Tal como Scaloni, o espanhol também teve de dissipar o ceticismo que rodeou a sua nomeação à frente de la Roja após a eliminação no Mundial do Catar e a saída de Luis Enrique.
"No domingo, peço desculpa"
Apesar de ser pouco conhecido do grande público, a Real Federação Espanhola de Futebol (RFEF) conhecia perfeitamente De la Fuente.
O treinador de trato afável, cuja única experiência como técnico principal durou 11 jogos (na LaLiga 2 com o Deportivo Alavés em 2011), integrou em 2013 a estrutura da RFEF, depois de ter treinado os escalões de formação do Sevilha e a academia do Athletic Club.
A aposta deu frutos: conquistou o Europeu sub-19 em 2015 e o sub-21 em 2019, com jogadores como Fabián Ruiz, Dani Olmo, Mikel Oyarzabal, Unai Simón e Mikel Merino, que anos depois também integrariam a seleção campeã do Euro-2024.

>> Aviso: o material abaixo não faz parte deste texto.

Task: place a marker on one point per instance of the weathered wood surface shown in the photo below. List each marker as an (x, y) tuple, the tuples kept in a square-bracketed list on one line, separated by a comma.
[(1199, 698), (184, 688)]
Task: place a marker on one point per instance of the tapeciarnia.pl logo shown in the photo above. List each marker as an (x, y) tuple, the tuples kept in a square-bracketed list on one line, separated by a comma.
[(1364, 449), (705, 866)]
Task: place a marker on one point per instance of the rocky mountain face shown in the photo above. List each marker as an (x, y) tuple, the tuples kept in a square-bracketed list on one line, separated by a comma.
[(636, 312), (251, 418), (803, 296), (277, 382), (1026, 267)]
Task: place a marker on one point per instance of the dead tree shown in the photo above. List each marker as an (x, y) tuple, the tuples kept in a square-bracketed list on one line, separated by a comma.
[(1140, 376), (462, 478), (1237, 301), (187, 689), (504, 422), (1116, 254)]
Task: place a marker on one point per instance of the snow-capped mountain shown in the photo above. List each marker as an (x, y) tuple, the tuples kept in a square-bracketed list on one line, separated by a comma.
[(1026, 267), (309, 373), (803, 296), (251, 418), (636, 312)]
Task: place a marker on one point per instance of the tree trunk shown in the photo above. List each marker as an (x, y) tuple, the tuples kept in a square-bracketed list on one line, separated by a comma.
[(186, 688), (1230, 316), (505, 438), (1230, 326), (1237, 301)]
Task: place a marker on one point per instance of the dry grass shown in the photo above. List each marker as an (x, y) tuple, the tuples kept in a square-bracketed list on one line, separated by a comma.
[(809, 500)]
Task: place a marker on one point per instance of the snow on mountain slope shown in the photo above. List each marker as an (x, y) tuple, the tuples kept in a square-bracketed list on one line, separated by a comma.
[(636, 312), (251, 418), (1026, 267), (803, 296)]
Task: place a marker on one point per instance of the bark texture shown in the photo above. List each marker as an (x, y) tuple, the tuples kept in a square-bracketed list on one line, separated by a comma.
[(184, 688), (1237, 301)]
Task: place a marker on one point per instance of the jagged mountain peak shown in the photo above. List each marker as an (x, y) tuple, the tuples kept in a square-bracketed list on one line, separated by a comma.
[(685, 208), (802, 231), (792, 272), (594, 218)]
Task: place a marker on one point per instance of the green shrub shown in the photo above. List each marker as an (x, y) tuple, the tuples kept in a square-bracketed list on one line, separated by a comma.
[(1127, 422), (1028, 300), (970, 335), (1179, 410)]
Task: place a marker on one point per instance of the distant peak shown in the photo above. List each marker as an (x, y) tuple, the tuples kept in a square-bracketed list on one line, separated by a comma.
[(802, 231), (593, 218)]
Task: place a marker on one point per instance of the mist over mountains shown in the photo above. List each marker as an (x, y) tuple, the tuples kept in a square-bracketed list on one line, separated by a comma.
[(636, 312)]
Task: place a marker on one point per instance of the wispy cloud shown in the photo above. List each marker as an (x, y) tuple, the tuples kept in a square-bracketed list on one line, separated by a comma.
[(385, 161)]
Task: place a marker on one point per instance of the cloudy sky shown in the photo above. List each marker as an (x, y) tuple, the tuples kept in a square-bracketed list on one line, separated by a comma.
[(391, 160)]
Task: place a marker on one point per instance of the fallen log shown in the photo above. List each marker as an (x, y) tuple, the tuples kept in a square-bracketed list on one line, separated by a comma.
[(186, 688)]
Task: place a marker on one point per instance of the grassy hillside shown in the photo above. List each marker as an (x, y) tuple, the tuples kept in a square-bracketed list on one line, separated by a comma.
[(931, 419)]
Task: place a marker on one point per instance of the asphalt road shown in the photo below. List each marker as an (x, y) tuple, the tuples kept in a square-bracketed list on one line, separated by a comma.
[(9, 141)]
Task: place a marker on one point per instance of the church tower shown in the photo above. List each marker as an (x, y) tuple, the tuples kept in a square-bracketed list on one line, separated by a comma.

De la Fuente pôs assim fim a um longo jejum para Espanha, que não conquistava um grande título desde o histórico triplete formado pelo Euro-2008, o Mundial-2010 e o Euro-2012.
O espanhol, que ainda venceu a Liga das Nações em 2023 e perdeu nos penáltis frente a Portugal na edição do ano passado, vai defrontar Scaloni pela primeira vez.
Ambos deviam ter-se encontrado na Finalíssima prevista para março em Doha, o duelo entre os campeões em título do Europeu e da Copa América, mas o encontro foi cancelado devido à guerra no Médio Oriente.
"Conduziu a sua seleção de forma brilhante, fico muito feliz por ele", afirmou Scaloni na quarta-feira, já com a final no horizonte.
"Toda a gente sabe que vivo em Espanha e que tenho família espanhola. Mas no domingo, peço desculpa, vamos fazer tudo para lhes ganhar".
Mundial-2026
O Campeonato do Mundo de 2026 tem lugar de 11 de junho a 19 de julho nos Estados Unidos, Canadá e México. O torneio conta com 48 seleções nacionais e é disputado em 16 estádios modernos.